É, porém, sobre o acervo poético que estendo mais meu comentário. Vera Aguiar Teixeira, escritora e pesquisadora da PUCRS organizou dois volumes, intitulados Poesia fora da estante, contendo poemas criados por escritores nem sempre rotulados como infantis (Oswald de Andrade, Paulo Leminski, entre outros), mas que demonstram adequação à capacidade de reconhecimento de letras e estruturas formais pela criança e alta qualidade estética. Demonstrou que é possível tratar com respeito e sem maternalismo o leitor, desafiando, propondo, deleitando. Sem infantilismo, doença escolarmente transmissível.

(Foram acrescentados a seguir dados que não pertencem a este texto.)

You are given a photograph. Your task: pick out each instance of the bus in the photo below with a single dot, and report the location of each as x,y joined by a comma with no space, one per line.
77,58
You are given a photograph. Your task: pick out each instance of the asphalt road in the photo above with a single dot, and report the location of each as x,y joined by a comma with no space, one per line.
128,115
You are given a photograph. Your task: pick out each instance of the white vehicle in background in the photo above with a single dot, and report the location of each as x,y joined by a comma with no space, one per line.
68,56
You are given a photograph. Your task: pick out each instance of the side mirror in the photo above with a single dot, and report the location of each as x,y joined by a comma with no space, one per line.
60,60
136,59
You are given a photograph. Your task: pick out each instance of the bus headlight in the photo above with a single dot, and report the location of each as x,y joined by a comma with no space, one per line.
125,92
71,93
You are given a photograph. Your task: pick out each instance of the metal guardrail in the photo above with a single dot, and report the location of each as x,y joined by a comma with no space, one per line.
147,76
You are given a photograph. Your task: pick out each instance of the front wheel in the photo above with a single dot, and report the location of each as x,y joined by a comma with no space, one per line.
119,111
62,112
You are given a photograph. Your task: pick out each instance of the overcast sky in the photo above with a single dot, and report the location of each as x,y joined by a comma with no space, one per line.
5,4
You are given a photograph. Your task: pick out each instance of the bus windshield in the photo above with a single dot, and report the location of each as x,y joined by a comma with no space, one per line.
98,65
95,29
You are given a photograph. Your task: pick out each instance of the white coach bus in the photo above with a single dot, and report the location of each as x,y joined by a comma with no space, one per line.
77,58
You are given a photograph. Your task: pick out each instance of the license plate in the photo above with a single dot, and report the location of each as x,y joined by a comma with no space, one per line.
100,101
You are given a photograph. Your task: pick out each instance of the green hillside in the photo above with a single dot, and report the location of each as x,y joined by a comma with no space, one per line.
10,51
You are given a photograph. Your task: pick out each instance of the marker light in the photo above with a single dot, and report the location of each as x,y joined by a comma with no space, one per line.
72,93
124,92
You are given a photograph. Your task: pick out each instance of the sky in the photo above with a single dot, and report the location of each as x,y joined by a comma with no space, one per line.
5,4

De leite, ambrosia e hidromel, manjar de deuses, são os livros de Manoel de Barros, poeta do Pantanal mato-grossense, recentemente produzindo textos para crianças de mentes abertas para a beleza. Em Exercícios de ser criança, o poeta trata do imaginário infantil desdobrando-se na descoberta da escrita como construção de mundos, revelando a capacidade de transformar realidades em outras reais -atividade de poeta, concretização de impossíveis, de "despropósitos". Destino escolhido e bordado pelas palavras, evocadoras de beleza, e expresso pela mãe do menino: "Meu filho você vai ser poeta. Você vai carregar água na peneira a vida toda". A ilustração do volume, feita por bordadeiras, é o complemento ideal da poesia das palavras: maravilhamento página a página.

O que dizer do conjunto de poemas de O fazedor de amanhecer? Eles colocam o mundo e o entendimento que supomos ter dele de cabeça para baixo. O tom de todos os textos é a invenção: "Quem não tem/ ferramentas de pensar/ inventa". O leitor desliza em descobertas de situações, paisagens, animais e sentimentos, manifestos pelo poeta "fazedor de amanhecer", capaz de descrever em palavras a realidade escondida no mínimo, no andarilho, no que não tem préstimos concretos, no silêncio.

Em Poeminhas pescados numa fala de João, Manoel de Barros desinventa a língua. Em sua poesia importa muito mais a força da imagem, o ritmo do verso, a beleza do inter-dito, a espessura da descoberta do mundo. A poesia transcende a gramática para se transformar em beleza: "Escuto o meu rio:/ é uma cobra/ de água andando/ por dentro de meu olho…" Ao final do livro, com magnífica ilustração de Ana Raquel, o poeta escreve uma "Desexplicação", em que afirma "Língua de criança é a imagem/ da língua primitiva/ Na criança fala o índio, a árvore, o vento/ Os nomes são desnomes/".

Voltamos com ele ao ritmo anterior à fala, à história antes da fala historicizada, ao tempo do antes, com poemas que recuperam a música dedicada aos deuses da poesia.